There are reasons to be glad about being in Pittsburgh. The history here makes eye candy anywhere you go, the attrocious lack of decent planning is still tolerable, you can always predict who will win an election, and people are better than most about minding their own business, minus the usual snoops and gossips.

This is a quiet town.

In spite of as many as twelve shooting incidents a week, virtually all neighborhoods are peaceful at all times other than when the angry cars or pedestrians pass. A few alarming seconds, and things are just like they were before, like an urban pasture. Pittsburgh has improved in a subtractive process over the past five years, having scared away most of the very people who have plagued my life for much of it: people who think they are better than me.

The breed of human that I would like to lambast today is the grouping that feels the old ways are better than then the new ones, and most of these swine have advanced college degrees.

These people come in herds, like smug elk. Few have the stones to live where I do, (IN TRENCHES I TRUST,) and I am pleased about how well some nice, loud hip hop, pounding out a basement window, will disperse a flock of soft college liberals. It's hunting season for fledglings with credit cards and laptops. Okay, there's some noise here and there, but for the most part it helps.

There's this thing called 'more rusticated than thou." I thought they all died, but there are still people out there trying to prove they are happier than you in their unheated cabin.
Few of this set are actually poor, many have old money from Mayflower dynasties, yet they live like Daniel Boone. When here, they fill their apartments with antique farm equipment.

Some of these cheese eaters make their own cheese, and they are too inversely elite to make brie or cammembert, it's always some rough hewn nameless goat curds, prepared so not to challenge the environment or appear to be anything but pure primordial munchies for pseudo-agrarian snobs.

I had the misfortune of visiting too many of these people's homes because I went to college at a time when people where still expected to be social. It was a deceptive and false premise since the Earth oozed out of the sun. There is no reason to believe, anymore, that people interact for any reason other than cool mutual interest, aside from which people cut their losses, in discomfort and and ever-useful fear, by fleaing the vacinity. Some of the back-to-nature set moved to Maine, others found midwestern forests and farms far from here. Each day I face East and thank urban blight for chasing away some jerks.

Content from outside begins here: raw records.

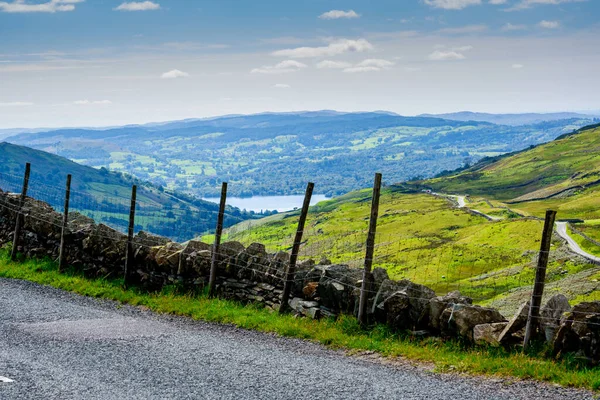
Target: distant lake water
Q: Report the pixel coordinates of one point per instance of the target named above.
(279, 203)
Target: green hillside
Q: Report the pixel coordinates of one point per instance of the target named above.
(427, 239)
(105, 195)
(572, 162)
(276, 154)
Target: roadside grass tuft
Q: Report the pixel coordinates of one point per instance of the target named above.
(344, 333)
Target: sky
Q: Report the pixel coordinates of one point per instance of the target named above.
(109, 62)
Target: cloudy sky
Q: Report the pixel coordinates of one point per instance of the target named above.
(108, 62)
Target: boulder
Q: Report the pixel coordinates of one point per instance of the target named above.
(516, 323)
(403, 304)
(488, 333)
(463, 318)
(551, 314)
(310, 290)
(190, 248)
(167, 257)
(257, 249)
(579, 332)
(307, 308)
(437, 305)
(149, 240)
(336, 286)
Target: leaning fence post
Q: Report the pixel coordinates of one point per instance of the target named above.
(540, 278)
(61, 253)
(291, 268)
(362, 308)
(215, 256)
(129, 251)
(18, 222)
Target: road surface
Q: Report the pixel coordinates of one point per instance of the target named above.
(462, 203)
(55, 345)
(561, 229)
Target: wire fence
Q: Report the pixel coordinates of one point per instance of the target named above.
(499, 276)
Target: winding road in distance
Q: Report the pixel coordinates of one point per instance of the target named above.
(561, 228)
(56, 345)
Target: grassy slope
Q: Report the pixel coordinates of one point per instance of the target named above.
(429, 241)
(425, 239)
(542, 171)
(104, 195)
(344, 333)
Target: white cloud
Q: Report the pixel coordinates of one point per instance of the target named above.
(52, 6)
(92, 103)
(174, 73)
(370, 65)
(440, 55)
(508, 27)
(462, 49)
(16, 104)
(334, 48)
(337, 14)
(280, 68)
(138, 6)
(464, 29)
(524, 4)
(333, 64)
(452, 4)
(549, 24)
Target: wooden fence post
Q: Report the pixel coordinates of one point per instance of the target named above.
(129, 251)
(61, 254)
(540, 278)
(217, 244)
(291, 268)
(19, 219)
(364, 294)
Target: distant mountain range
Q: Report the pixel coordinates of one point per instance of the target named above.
(104, 195)
(511, 119)
(277, 153)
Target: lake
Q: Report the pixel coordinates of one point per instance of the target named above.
(279, 203)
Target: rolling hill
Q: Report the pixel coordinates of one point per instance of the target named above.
(427, 239)
(570, 163)
(277, 153)
(105, 195)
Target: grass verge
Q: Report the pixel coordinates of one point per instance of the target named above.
(344, 333)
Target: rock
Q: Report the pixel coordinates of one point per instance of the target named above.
(307, 308)
(167, 256)
(437, 306)
(379, 276)
(551, 314)
(325, 261)
(336, 285)
(580, 332)
(310, 290)
(488, 333)
(191, 247)
(409, 300)
(516, 323)
(257, 249)
(231, 249)
(463, 318)
(149, 240)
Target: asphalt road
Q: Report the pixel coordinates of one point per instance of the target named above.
(561, 229)
(55, 345)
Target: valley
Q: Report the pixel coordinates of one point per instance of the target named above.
(276, 154)
(438, 241)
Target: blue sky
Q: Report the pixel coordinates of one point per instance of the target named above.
(104, 62)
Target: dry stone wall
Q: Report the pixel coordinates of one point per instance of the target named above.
(251, 274)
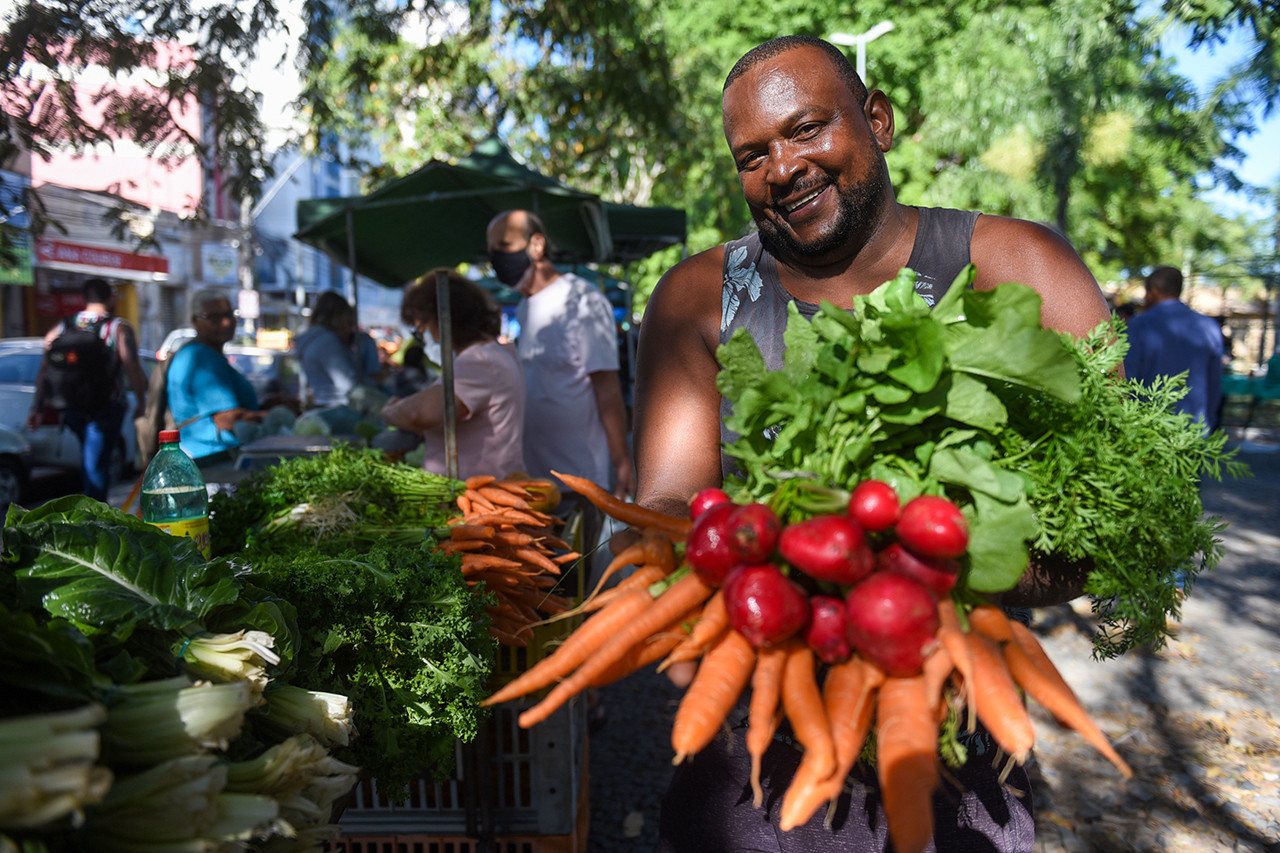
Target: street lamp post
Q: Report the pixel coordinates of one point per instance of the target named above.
(859, 41)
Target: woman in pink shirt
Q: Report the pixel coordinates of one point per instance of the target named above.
(488, 383)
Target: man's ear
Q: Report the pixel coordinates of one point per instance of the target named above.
(880, 118)
(538, 246)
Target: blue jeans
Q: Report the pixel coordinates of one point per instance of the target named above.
(99, 433)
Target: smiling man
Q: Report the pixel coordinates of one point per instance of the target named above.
(808, 141)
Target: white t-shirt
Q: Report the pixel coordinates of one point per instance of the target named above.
(487, 378)
(567, 332)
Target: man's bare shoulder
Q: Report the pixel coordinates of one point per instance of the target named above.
(1033, 254)
(691, 288)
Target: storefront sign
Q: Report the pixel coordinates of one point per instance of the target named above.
(104, 261)
(219, 264)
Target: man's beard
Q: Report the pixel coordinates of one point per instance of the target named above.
(856, 210)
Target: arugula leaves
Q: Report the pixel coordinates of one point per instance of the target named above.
(1028, 430)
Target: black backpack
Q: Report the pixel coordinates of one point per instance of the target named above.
(81, 366)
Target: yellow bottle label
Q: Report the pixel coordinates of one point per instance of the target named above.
(195, 529)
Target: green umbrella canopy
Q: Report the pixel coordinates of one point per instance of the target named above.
(438, 215)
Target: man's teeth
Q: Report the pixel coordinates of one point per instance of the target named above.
(803, 200)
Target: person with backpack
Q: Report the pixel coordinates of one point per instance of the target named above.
(87, 360)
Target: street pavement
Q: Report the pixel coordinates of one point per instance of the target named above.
(1197, 719)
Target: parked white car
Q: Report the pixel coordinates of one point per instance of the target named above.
(54, 445)
(14, 466)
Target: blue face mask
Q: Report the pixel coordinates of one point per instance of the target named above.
(510, 268)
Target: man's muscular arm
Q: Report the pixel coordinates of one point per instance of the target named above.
(676, 428)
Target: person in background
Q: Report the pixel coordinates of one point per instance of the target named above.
(808, 142)
(327, 352)
(488, 383)
(97, 427)
(208, 396)
(1169, 338)
(575, 420)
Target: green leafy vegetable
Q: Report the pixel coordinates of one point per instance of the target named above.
(1029, 432)
(347, 492)
(396, 629)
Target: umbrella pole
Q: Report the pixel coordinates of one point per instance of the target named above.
(444, 316)
(351, 261)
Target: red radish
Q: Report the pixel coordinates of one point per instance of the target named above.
(754, 529)
(874, 505)
(763, 605)
(936, 573)
(828, 547)
(892, 620)
(826, 634)
(705, 500)
(709, 547)
(933, 527)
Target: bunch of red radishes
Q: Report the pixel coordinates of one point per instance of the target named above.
(865, 580)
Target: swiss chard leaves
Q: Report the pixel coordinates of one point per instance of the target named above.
(105, 571)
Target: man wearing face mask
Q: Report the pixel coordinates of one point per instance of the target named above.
(575, 419)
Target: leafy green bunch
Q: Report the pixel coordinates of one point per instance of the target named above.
(974, 400)
(397, 629)
(347, 492)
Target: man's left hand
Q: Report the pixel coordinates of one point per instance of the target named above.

I wore polyester slacks at the height of the Natural Fiber Wars, circa 1967-89. For 'wrinkle free,' I paid with my social standing among luddite academics and hippies. Some of these people owned looms and went on torid junkets to adore one another's hand woven fabrics. The least deviation tolerated from their pink program was either Osh Kosh or L.L. Bean. If they weren't having a backroom pow wow about my petrochemical pants, they were angry that I wasn't altering Middle Eastern politics, as many did with cash contributions to the PLO. They despised American smoke-stack industry and condominiums and malls, bought folk art from people who seem, like them, to live like Pilgrims, and they objected to my love for Clint Eastwood movies. These people objected to my views on space and time, also.

I wouldn't have such a dark attitude about it if people weren't as annoying. More backward:more ethical is crud. People in foriegn lands don't hack each other to death because they are technologically advanced. And I wouldn't have let one side of the moon go dim if I hadn't been persecuted by people who object to my views on business and industry. They all think that everyone could survive as cobblers if people got hip to what used to be necessary. The past wasn't better than now, unless raw milk is better than a Big Mac.

They hated my linear, goal oriented thinking. They think in trained, enlightened clusters of sod.

To spare further insult, I seldom leave the comfort of illiterate Perryhilltop, which exited it's last uppity post-graduate in flannel and dungarees in the 1980s.

Isolationism and healthy mindless consurmerism, here, is sweet.